To use this tool, you take a foul smelling substance (I used something called Honey Robber) and sprinkle it onto the felt (I dribbled it in an X-pattern, twice quickly). Then, you place it directly onto the hive (after you remove the cover and inner cover), above your capped honey supers. The sun beats down on the clear plastic, heating up the felt and causing the liquid to vaporize into the hive.

The stuff stinks to high heaven, so it’s no wonder that the bees skedaddle away from it. After a few minutes (I waited 7), you can pull the honey super from the hive and not a bee will be on it! I was amazed – it worked like a charm with a couple of exceptions (see below.) Compare that to last year when I was taking one frame at a time from the super, shaking/brushing the bees off and then transferring it to a holding box in my truck. It definitely saved me hours of time and was quite seamless.

There were a couple of asterisks to this adventure, all of which I had read about online but had to learn myself (I’m stubborn that way…)

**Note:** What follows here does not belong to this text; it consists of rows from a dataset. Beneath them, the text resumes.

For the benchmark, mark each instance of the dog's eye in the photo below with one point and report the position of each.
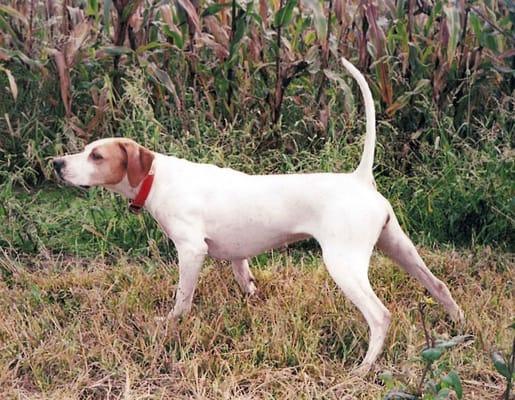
(96, 156)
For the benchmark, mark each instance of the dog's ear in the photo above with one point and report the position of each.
(138, 161)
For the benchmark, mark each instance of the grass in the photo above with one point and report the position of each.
(85, 328)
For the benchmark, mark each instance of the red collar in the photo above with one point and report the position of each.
(139, 201)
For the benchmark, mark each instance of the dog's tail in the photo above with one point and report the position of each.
(364, 169)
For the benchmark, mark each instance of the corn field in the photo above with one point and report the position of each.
(231, 57)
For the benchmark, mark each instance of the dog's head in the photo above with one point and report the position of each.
(106, 162)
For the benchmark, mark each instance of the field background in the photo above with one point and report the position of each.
(255, 86)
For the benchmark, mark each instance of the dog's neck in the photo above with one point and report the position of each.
(124, 188)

1. Don’t put that stuff in your car/truck. My cab still stinks, although it seems to be a bit less today. It smells exactly like puke, which I remember well from my college days…

2. It won’t chase bees off of brood. I could not figure out why some of the bees wouldn’t leave one of my supers and ignored it (like a fool) and ended up with capped brood back at home in my honey stack. Hopefully, I didn’t take the queen too….

3. It needs to be in the 80’s and it is really seamless when the sun is shining on the hive. In the shade, the sun doesn’t do its magic by heating the clear plastic top (and thus vaporizing the stinky stuff even more.) I got it to work in the shade, but there was always a rogue bee that didn’t seem to mind the smell. In the sun, none of them stuck around.

Unfortunately, I did not mark which supers came from which hives. I actually discovered a viable, capped queen cell on one (found the developing larva while uncapping.) I have no idea which hive was in swarm mode. None whatsoever.

Of final note, it is clear to me that some queen and blood lines need queen excluders more than others. The exact same hives that I had problems with the queen moving into the supers last year also had the problem this year (even though some were now lead by the daughter of last year’s miscreant.) On the other hand, those hives that didn’t go above the honey barrier last year repeated their performance this year. I am definitely going out to find queens and install excluders this weekend (unless it rains the whole time!) I’d like to remedy the problem that I had last year once and for all.

All in all, a pretty good first pass at extraction. The kitchen is still a mess, but I am hopeful of resolving that shortly!

2 comments to Honey Robber

  • Marco Monti

    Hey Jones,
    When you take the honey this time of the year, do you still leave at least a super full of capped honey or you take all the honey capped supers?
    Also after extracting i take that you put the frames back on top of the hive to have the bees clean them up, and then once cleaned you take them out of the hive again, correct? It wouldn’t make sense to leave all those empty combs on the hive now that the flow will start to slow down, i am thinking that too much space that cannot be utilized might create problems.
    Marco

  • Hey Marco,

    Space is always a key consideration. I do put the ‘wet’ supers back on the hives to be cleaned out. A week or two later, I remove MOST supers and stack them in my shed. Any super that has frames that were used for raising brood are left on the hives. I typically try to leave no more than 2, but hopefully just 1, super on a hive through the Summer and into the Fall. I rarely remove all supers (who knows, we might get a Fall flow one of these days).

    But, I know that some folks are not willing to risk their supers in their sheds or garages and prefer to keep them on the hives and protected there. So, different strokes for different folks.